Le nouveau Pape est instamment invité à raviver l’effort œcuménique  lancé par le concile œcuménique Vatican II et, en termes plus généraux, à adopter une volonté de service (à l’endroit de l’Église) suffisamment forte pour débarrasser l’Église de toutes ces traditions papales qui, pendant des siècles, ont formé sur l’institution une épaisse croûte  qui l’écrase. Si la papauté a survécu, c’est vraiment parce qu’elle a fait preuve de sa capacité de renouvellement et de sa fidélité, et non en raison de son refus du changement.

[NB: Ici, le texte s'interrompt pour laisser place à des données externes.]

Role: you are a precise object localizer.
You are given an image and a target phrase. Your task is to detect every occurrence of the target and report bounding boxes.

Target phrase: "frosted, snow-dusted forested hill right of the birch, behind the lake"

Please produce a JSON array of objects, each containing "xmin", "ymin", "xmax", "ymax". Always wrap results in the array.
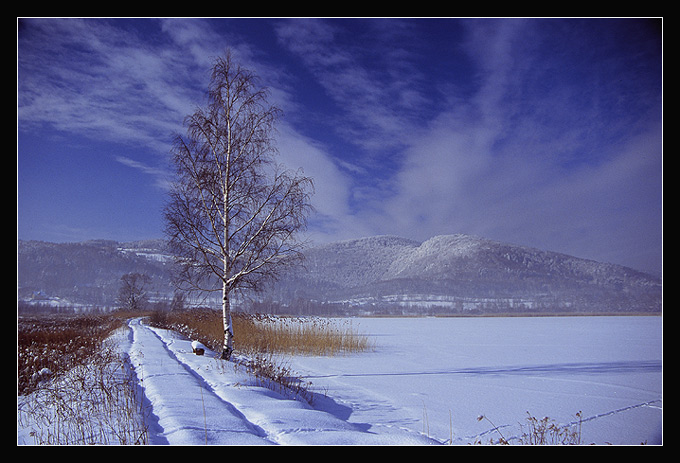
[{"xmin": 272, "ymin": 235, "xmax": 661, "ymax": 312}]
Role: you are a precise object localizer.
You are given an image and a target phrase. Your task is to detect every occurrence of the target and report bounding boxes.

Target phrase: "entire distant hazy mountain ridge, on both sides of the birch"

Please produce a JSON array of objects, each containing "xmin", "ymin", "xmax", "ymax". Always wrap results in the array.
[{"xmin": 17, "ymin": 234, "xmax": 662, "ymax": 313}]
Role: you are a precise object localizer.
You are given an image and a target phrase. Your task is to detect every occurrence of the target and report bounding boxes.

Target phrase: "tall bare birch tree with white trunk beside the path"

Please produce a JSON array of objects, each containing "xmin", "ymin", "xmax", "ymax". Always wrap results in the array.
[{"xmin": 165, "ymin": 52, "xmax": 313, "ymax": 359}]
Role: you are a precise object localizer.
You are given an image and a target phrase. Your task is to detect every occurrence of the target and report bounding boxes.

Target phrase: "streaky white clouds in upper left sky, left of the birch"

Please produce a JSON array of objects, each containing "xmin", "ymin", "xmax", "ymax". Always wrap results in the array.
[{"xmin": 18, "ymin": 19, "xmax": 212, "ymax": 153}]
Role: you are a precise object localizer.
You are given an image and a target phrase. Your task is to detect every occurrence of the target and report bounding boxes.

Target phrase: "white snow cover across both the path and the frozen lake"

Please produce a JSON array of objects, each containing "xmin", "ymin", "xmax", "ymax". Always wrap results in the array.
[{"xmin": 17, "ymin": 317, "xmax": 662, "ymax": 445}]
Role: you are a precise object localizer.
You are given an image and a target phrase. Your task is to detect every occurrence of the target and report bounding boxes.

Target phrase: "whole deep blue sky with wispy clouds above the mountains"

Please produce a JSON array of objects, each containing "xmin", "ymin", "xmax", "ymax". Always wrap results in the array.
[{"xmin": 17, "ymin": 18, "xmax": 663, "ymax": 273}]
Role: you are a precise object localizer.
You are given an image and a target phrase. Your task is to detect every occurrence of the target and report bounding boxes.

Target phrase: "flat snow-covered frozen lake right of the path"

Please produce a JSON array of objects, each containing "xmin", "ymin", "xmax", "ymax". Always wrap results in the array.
[{"xmin": 289, "ymin": 316, "xmax": 663, "ymax": 445}]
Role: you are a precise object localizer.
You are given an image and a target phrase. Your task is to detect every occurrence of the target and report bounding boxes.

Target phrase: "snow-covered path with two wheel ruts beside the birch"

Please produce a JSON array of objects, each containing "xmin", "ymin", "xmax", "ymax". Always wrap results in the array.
[{"xmin": 127, "ymin": 319, "xmax": 437, "ymax": 445}]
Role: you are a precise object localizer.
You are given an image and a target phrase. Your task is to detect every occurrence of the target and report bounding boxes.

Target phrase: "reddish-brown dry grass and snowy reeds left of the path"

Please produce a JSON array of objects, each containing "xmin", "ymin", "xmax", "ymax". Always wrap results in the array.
[{"xmin": 17, "ymin": 314, "xmax": 148, "ymax": 445}]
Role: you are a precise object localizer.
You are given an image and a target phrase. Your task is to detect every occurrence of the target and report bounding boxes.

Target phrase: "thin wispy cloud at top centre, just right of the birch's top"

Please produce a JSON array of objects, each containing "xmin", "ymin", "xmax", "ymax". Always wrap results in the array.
[{"xmin": 276, "ymin": 19, "xmax": 426, "ymax": 152}]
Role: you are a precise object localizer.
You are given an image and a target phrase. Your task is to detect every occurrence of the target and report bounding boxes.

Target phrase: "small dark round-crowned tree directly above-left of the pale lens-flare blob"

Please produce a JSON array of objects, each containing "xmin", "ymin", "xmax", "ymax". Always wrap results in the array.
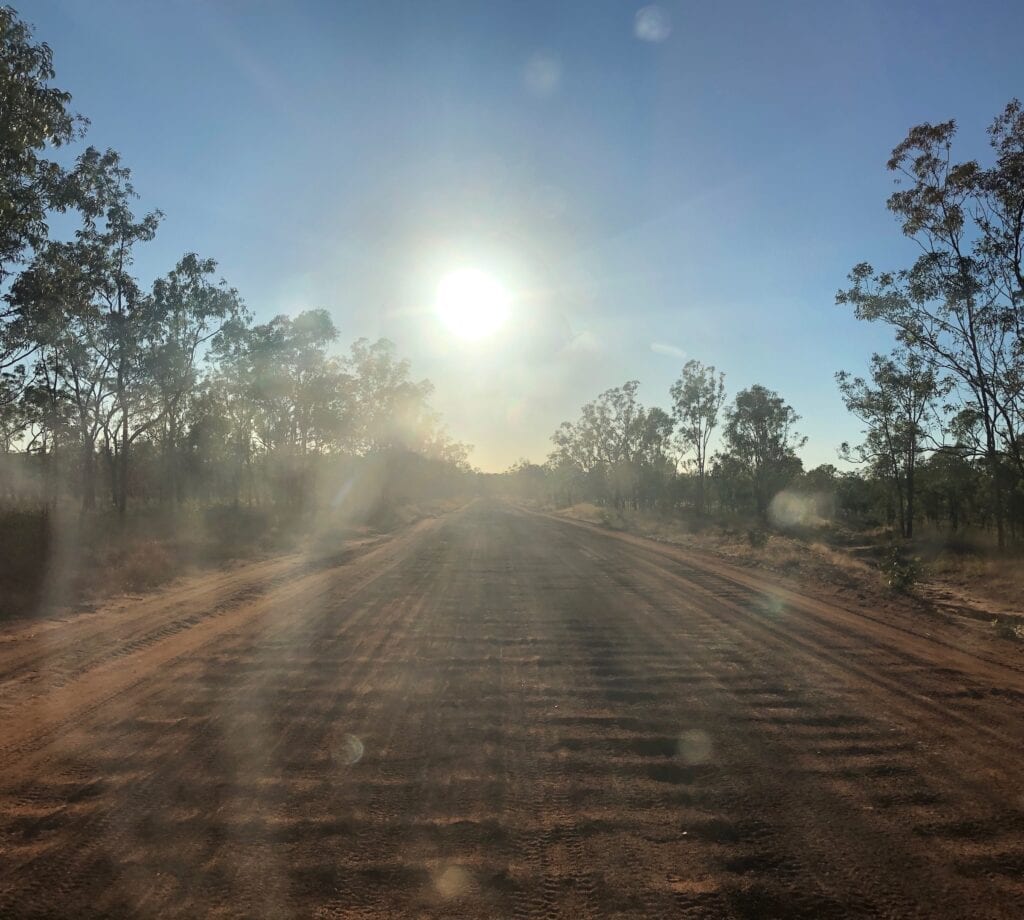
[{"xmin": 725, "ymin": 383, "xmax": 807, "ymax": 516}]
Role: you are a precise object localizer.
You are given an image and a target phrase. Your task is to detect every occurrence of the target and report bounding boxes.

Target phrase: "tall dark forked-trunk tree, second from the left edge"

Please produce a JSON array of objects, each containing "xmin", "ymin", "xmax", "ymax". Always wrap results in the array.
[{"xmin": 8, "ymin": 148, "xmax": 161, "ymax": 511}]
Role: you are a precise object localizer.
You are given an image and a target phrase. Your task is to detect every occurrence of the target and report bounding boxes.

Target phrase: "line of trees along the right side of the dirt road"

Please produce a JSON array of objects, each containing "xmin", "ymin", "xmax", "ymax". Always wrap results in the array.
[{"xmin": 499, "ymin": 99, "xmax": 1024, "ymax": 546}]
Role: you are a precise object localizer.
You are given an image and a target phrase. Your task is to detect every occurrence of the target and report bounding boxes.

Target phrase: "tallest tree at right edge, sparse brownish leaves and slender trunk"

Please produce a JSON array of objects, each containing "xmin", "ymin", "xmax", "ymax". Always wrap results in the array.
[{"xmin": 837, "ymin": 99, "xmax": 1024, "ymax": 546}]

Les réformes proposées ne sont pas les seules. D’autres chapitres du livre demandent que l’Église se rapproche des pauvres et devienne elle-même plus pauvre. Ailleurs on prie le pape de se libérer de la peur du communisme et de la révolution sexuelle. Le communisme, lit-on dans le mémo, en tant qu’idéologie ouverte comme un carrefour aux désirs de l’homme divisé et déchiré, exige que l’Église se pose la question de sa propre fidélité  à la proclamation de la parole de Dieu et à la pauvreté évangélique. L’Église ne peut pas se réfugier dans une condamnation hautaine ou dans la recherche d’une voie qui, par exemple, épargnerait l’Ouest de la barbarie de l’Est. Ces attitudes, on doit le déplorer, sont largement répandues.

Pour ce qui est de la révolution sexuelle, «elle est un rappel, d’une part, de la fragilité de mos modèles culturels dans lesquels le désir est tenu en laisse et, d’autre part, de la nécessité de redécouvrir et d’annoncer de nouveau, avec humilité et dans une fidélité toute sereine, la bonne nouvelle de l’amour de Dieu». Dans ce contexte, peut-être faut-il plus que jamais proclamer l’Évangile et son originalité par rapport à la moralité dominante.

À cause de la date choisie pour la publication des recommandations de 1978, il est difficile de ne pas y voir une critique à peine voilée du pontificat de Jean-Paul II. C’est d’autant plus naturel que l’éditeur du livre, M. Giuseppe Alberigo, qui a fait le choix des textes présentés, souligne que le pape actuel n’a pas adopté une seule des recommandations du Groupe de travail de Bologne.

Au bout du compte, la majorité des cardinaux-électeurs du conclave de 1978 ont choisi un pape qui avait son propre agenda, dépourvu d’un programme de changements aussi radicaux. Doit-on attendre un comportement différent d’un prochain conclave formé très largement de cardinaux nommés par Jean-Paul II? Les esprits progressistes peuvent s’en remettre à la maxime qui veut qu’un homme qui entre au conclave cardinal et en sort pape, a reçu plus qu’un titre. Il a pu acquérir une vision tout à fait nouvelle.

 

(1) A cura di Giuseppe Alberigo, L’officina bolognese [The Bologna Workshop] 1953-2003, EDB, Bologna, 2004, pp. 252.